Fue una época de gran despertar espiritual. Si usted viviera durante este período (finales de 1700s a 1950s o 60s), habría sentido que el fuego del evangelismo encendía los corazones de muchos a su alrededor. Es posible que usted mismo haya sido atrapado en el fuego como decenas de miles de personas. Estos dejaron las comodidades de la vida en Europa o América y viajaron a las partes más remotas de la tierra, llevando la luz de la salvación a aquellos en la oscuridad espiritual.
Muchos de estos valientes individuos murieron en el mar, en las selvas de África y América del Sur, o en manos de las mismas personas en quienes abandonaron todo para ayudar. Aún así, ellos fueron. Su fuego era contagioso, sus sacrificios no en vano. Miles y miles escucharon el evangelio y llegaron a la salvación a causa de ellos. Algunos de los grandes héroes de las misiones vienen a mi mente: Adoniram Judson de Birmania; Hudson Taylor y Lottie Moon de China; David Livingstone de África; Jim Elliott y sus valientes compañeros de misión en Ecuador –sólo por mencionar algunos.
Fui hija de este gran movimiento evangélico. Mis padres se encontraban entre los valientes hombres y mujeres que abandonaron todo y cruzaron un vasto océano hacia una tierra desconocida debido a su pasión por las almas de personas que nunca habían conocido.
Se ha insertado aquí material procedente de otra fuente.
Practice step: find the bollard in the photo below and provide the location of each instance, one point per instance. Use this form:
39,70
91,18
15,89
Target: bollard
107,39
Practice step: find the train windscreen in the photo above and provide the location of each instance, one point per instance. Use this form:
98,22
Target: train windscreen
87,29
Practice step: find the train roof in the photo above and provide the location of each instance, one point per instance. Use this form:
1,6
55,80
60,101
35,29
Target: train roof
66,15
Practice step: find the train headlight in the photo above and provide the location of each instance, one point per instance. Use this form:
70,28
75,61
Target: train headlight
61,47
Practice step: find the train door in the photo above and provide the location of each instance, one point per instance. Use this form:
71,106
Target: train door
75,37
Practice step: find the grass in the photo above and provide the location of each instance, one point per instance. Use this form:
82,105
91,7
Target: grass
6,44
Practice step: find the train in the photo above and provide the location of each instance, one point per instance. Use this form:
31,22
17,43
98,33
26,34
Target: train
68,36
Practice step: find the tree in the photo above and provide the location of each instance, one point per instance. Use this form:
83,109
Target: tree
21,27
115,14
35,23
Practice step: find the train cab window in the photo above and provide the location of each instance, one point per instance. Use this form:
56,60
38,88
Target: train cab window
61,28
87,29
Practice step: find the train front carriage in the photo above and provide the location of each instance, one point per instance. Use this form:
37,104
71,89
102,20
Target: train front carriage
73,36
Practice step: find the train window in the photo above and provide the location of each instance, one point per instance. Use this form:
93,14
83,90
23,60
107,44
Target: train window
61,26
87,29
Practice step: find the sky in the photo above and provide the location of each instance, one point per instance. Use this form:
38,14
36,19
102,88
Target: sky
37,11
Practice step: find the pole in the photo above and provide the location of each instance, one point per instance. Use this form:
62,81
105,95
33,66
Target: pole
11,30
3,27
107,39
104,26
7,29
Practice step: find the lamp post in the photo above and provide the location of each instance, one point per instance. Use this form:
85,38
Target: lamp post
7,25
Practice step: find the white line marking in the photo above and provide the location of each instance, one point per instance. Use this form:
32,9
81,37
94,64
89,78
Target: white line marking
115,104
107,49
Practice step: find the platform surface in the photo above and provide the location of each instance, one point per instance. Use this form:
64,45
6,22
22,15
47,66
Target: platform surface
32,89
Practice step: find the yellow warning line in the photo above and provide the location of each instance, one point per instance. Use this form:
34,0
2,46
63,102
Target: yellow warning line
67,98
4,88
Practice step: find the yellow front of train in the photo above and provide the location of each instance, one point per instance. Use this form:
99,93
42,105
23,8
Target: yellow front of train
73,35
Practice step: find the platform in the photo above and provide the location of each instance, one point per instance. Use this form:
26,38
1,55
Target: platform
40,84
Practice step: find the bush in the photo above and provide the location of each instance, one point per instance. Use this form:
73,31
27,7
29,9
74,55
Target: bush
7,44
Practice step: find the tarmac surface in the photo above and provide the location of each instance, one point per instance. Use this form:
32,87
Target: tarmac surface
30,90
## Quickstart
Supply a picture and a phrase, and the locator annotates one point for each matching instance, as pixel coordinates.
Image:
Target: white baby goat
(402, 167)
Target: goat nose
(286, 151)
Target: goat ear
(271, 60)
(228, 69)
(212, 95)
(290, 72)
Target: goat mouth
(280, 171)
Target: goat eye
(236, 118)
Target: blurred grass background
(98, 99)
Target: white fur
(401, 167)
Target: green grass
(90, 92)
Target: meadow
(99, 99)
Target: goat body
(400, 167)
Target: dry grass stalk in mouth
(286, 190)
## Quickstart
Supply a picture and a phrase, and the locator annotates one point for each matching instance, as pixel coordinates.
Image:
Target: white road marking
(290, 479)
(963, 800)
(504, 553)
Debo mis maravillosos recuerdos de infancia de crecer en África a este movimiento. Más que eso, debo mi pasión por las misiones a los valientes hombres y mujeres que pertenecieron a las generaciones anteriores a mí.
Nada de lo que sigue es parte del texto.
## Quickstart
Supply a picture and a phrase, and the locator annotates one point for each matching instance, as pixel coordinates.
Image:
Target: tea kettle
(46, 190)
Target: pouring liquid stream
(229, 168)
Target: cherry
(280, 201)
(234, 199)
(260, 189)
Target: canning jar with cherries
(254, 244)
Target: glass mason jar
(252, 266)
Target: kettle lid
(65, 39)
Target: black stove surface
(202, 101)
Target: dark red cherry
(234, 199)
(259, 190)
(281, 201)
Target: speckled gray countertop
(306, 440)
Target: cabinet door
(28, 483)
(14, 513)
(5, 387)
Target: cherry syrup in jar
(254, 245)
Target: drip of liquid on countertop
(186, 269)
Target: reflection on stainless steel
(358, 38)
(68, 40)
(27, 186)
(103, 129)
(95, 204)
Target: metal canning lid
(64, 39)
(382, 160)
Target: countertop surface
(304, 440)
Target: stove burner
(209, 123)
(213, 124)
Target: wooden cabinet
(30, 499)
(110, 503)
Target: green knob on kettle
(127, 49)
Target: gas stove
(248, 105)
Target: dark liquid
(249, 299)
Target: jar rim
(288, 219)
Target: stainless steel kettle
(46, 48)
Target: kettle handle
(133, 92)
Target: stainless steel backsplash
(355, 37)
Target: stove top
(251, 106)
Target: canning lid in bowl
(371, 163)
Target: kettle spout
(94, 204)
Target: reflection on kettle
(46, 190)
En Apocalipsis 3: 8, Dios le dice a la iglesia en Filadelfia: «Mira que delante de ti
he dejado abierta una puerta que nadie puede cerrar». Las generaciones anteriores también tenían una puerta abierta. La de ellos fue una gran vocación, y muchos la escucharon. Este llamado estuvo lleno de aventuras, desafíos, amor por sus semejantes, y la alegría de ver a Dios moverse y las almas perdidas salvadas.
Me quedé a los pies de aquellas generaciones que habían atravesado valientemente una puerta abierta. Vi su celo por el Señor y su valor ante las dificultades. La misión nigeriana donde crecí se enfrentó a la guerra de Biafran. Mis padres y mis tías y tíos misioneros fueron testigos del genocidio de las personas Igbo, la presencia constante de soldados armados, las repentinas evacuaciones y el temor de que la guerra civil pudiera estar en su patio delantero en cualquier momento. Sin embargo, siguieron su curso, amando a las personas que sufrían a su alrededor y guiando a muchos a Cristo.
Estos misioneros que vinieron antes de mí permanecieron fieles a su Señor y a su llamado. Mi oración es que la generación que viene después de la nuestra también nos encuentre fieles en cualquier tarea que Dios nos dé. Tal vez esa tarea no requiera dejar nuestros hogares, pero si Dios lo planea para nosotros, debemos ir y hacerlo, incluso si sólo salimos por la puerta de enfrente y compartimos a Jesús con nuestro vecino o incluso con nuestra familia.
Para apreciar ese movimiento hace tanto tiempo, continuemos el viaje en nuestra imaginación. Suba a bordo de un bote conmigo, con destino a una tierra extranjera que sólo conoció por libros y conferencias. No sabe hablar el idioma; sólo tiene una comprensión incompleta de la cultura y no tiene idea de lo que se avecina. Se ha despedido de la familia que ama y no los volverá a ver durante varios años.
Mira hacia atrás y ve la costa desapareciendo de vista. Gira la cara hacia adelante. Una bruma salada golpea su cara mientras la brisa sopla a través de su cabello. Una gran aventura le llama. Hay lugares a los que ir, gente que conocer, almas en necesidad de un Salvador.